# Anubias leaves developing holes



## Waqar (28 Feb 2019)

Hi all,

I have a well established anubias that was very healthy (1 leaf every week. All of a sudden its leaves have started developing holes. The leaves first develop yellow spots and then holes develop in those spots. 

The details are:

Tank - 24 inches x 12 x 15 inches
Light - T8
Substrate - Fluval stratum
Macro dosing using a portion of EI 1-2 times
Micro dosing once a week
Daily Ferropol 24
Daily Easy Carbo

Advice would be really appreciated.


----------



## Mihai Varban (5 Mar 2019)

Easy Carbo has damaged my anubias in the past. But not in the same way. My leaves just darkened at the stem and got diformed. You sound like you have a deficiency but you dose EI so it shouldn't be. Could be the sign of toxicity. Are you seeing dark lines in your fast growing plants? This is visible as a tiger stripe pattern on amazon frogbit leaves of dark patches on leaves and stems. If so, plants are storing excess metals, usually iron.


----------



## Oldguy (5 Mar 2019)

What is the growth like on your other plants?
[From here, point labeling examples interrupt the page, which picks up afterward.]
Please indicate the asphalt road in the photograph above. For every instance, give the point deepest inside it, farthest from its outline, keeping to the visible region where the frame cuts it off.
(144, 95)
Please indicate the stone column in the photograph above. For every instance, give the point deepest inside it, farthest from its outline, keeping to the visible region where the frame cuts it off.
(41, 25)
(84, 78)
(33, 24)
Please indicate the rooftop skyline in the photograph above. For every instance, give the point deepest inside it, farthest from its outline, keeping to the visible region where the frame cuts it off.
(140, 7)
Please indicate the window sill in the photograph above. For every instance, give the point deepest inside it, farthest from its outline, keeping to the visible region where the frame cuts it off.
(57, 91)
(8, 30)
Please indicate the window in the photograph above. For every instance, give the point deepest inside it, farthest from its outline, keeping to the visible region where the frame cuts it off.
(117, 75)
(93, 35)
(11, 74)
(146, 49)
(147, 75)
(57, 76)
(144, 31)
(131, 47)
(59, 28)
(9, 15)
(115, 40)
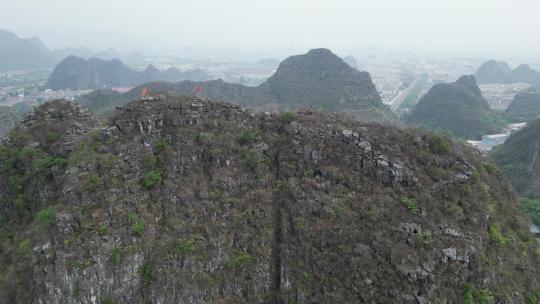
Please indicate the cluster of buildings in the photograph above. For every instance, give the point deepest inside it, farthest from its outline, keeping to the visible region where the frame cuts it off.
(500, 95)
(10, 96)
(488, 142)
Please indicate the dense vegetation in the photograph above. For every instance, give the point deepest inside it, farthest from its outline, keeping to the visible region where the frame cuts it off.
(525, 107)
(519, 160)
(457, 109)
(183, 201)
(318, 80)
(101, 102)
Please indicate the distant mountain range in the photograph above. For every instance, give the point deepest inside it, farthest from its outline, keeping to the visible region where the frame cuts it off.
(82, 74)
(318, 79)
(17, 53)
(519, 159)
(500, 72)
(457, 109)
(525, 106)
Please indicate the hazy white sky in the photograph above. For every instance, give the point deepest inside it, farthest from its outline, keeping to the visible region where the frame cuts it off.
(476, 26)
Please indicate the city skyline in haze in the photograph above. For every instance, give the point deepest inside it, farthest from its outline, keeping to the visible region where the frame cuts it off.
(477, 28)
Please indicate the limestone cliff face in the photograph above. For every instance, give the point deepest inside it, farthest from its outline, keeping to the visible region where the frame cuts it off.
(189, 201)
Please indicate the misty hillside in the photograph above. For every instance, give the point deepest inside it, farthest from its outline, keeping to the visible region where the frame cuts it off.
(457, 109)
(525, 107)
(180, 200)
(500, 72)
(79, 74)
(518, 159)
(19, 54)
(318, 79)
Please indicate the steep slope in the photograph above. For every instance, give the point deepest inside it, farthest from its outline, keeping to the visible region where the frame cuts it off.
(100, 102)
(8, 120)
(351, 61)
(518, 159)
(318, 79)
(493, 72)
(499, 72)
(81, 52)
(186, 201)
(17, 53)
(525, 107)
(79, 74)
(457, 109)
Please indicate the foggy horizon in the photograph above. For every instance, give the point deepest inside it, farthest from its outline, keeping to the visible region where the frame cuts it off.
(483, 28)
Anubias leaves appear to be supporting algal growth, could the holing be due to localized areas which can not photosynthesize?  Anubias are greedy feeders when they get going, I aim for iron at 0.1ppm and other traces in proportion (mix my own). Never had problems with 1.5% Glutaraldehyde and anubias. I dose 8ml to approx 60 imp gals, but tank is heavily planted (also run CO2 but not as heavy as others) and a large trickle filter which must be out-gassing CO2, hence glutaraldehyde supplement. My money is on Fe and traces being low.


----------



## sciencefiction (5 Mar 2019)

Seems like some sort of necrotic patches. Do you have a full tank shot?


----------



## X3NiTH (6 Mar 2019)

I don't want to be alarmist but there is the possibility that they are being attacked by burrowing nematodes causing the leaf destruction (I have experience of this, wish I didn't but hey ho). Having read a lot of papers on this topic a highly likely vector for infection of burrowing nematodes is Ludwigia Repens, it is a host for Radolphus Similis. If your Anubias were healthy before you added this to your tank (I can see it in front of your Anubias) and the downhill has been since then, then I'm afraid the remedial action is not pretty.

Here is a picture of the remnants of an Anubias walled tank I had, this is pretty much all emergent growth, the submerged plants faced complete destruction, yellowing and skeletonised foliage. Anubiageddon!

View attachment 43203032891_726146fd15_o.jpg

I didn't need a microscope to find an adult nematode.





This is a classic symptom of foliar damage from burrowing nematode in emergent growth, this leaf was tucked between two other leaves that had water flow from the tank running over them so this leaf received drips from the two sides but was dry in the middle.

View attachment 43153490182_ef26b000d8_o.jpg

The first and last images are very high resolution so zoom away. I've never posted these here before, if peeps think this horror story is worth documenting in its own post I'm willing to do that.


----------



## Oldguy (6 Mar 2019)

X3NiTH said:


> horror story is worth documenting


Yes I think that this is worth more discussion. Did a quick internet search of Radolphus Similis. No mention of it in aquatic plants, but things are only there if people are looking. A possible control that was flagged up was drowning, ie flooding of contaminate land, but this was in relation to banana production.


----------



## zozo (6 Mar 2019)

Oldguy said:


> No mention of it in aquatic plants


Anubias barteri
http://journals.fcla.edu/nematropica/article/viewFile/69588/67248

Ipomoea aquatic
https://www.sciencedirect.com/science/article/pii/S2095311914610030

And they do not seem to be alone, 
*Plant Parasitic Nematodes in Subtropical and Tropical Agriculture, 3rd Edition*
Page 38


----------



## Oldguy (6 Mar 2019)

Looks like we will have to start boiling our water plants for an hour or two.


----------



## X3NiTH (6 Mar 2019)

Oldguy said:


> Looks like we will have to start boiling our water plants for an hour or two.



To be precise the remedial action is 57'C for 5-10 minutes (depending on the size of the tissue). 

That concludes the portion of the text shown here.